Bajo el umbral, junto a la portezuela del automóvil, el rostro demacrado y la mano tendida, demasiado blanca de Giulio Onesti. Este seudónimo, que enmascaraba su verdadero nombre, su participación combativa y creadora en las veladas futuristas de veinte años antes, su vida de sabiduría y de riquezas acumuladas en el Cabo de Buena Esperanza, la súbita fuga de los centros habitados, monopolizaron la conversación parolíbera (parole in libertà) que precedió a la comida en el polícromo Quisibeve (Aquísebebe) de la villa. A la mesa, en la habitación tapizada de rojo remordimiento aterciopelado, que bebía por las amplias ventanas una medialuna naciente paro ya inmersa en la muerte de las aguas, Giulio murmuró “Intuyo en vuestros paladares el tedio de un antiquísimo hábito y la convicción de que semejante modo de nutrirse prepara para el suicidio. ¡Vamos!
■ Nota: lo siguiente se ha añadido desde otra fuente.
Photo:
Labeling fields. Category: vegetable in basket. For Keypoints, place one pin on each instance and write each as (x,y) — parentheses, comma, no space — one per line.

Me confieso brutalmente a vosotros y a vuestra probada amistad: desde hace tres días la idea de suicidio ocupa toda la villa y también el parque. Por otra parte, no he tenido aún la valentía de escapar de la casa. ¿Qué me aconsejáis?”.
Largo silencio.
“Queréis saber por qué? Os lo digo: ella, ¡tú la conoces. Marinetti! Ella se suicidó hace tres días en Nueva York. Ciertamente me llama. Ahora, por una extraña coincidencia, interviene un hecho nuevo y significativo. He recibido ayer este despacho… es de otra que se le parece… demasiado… pero no bastante. Os diré en otra oportunidad su nombre y quién es. El despacho me anuncia su inminente arribo…”. Largo silencio. Luego Giulio fue presa de un temblor convulso, irrefrenable: “No quiero, no debo traicionar a la muerta. ¡Por lo tanto me suicidaré esta noche!”
– ¡A menos que! – gritó Prampolini.
– ¡A menos que! – repitió Fillía.
– ¡A menos que… -concluyó Marinetti- a menos que tú nos conduzcas inmediatamente a tus ricas y bien provistas cocinas!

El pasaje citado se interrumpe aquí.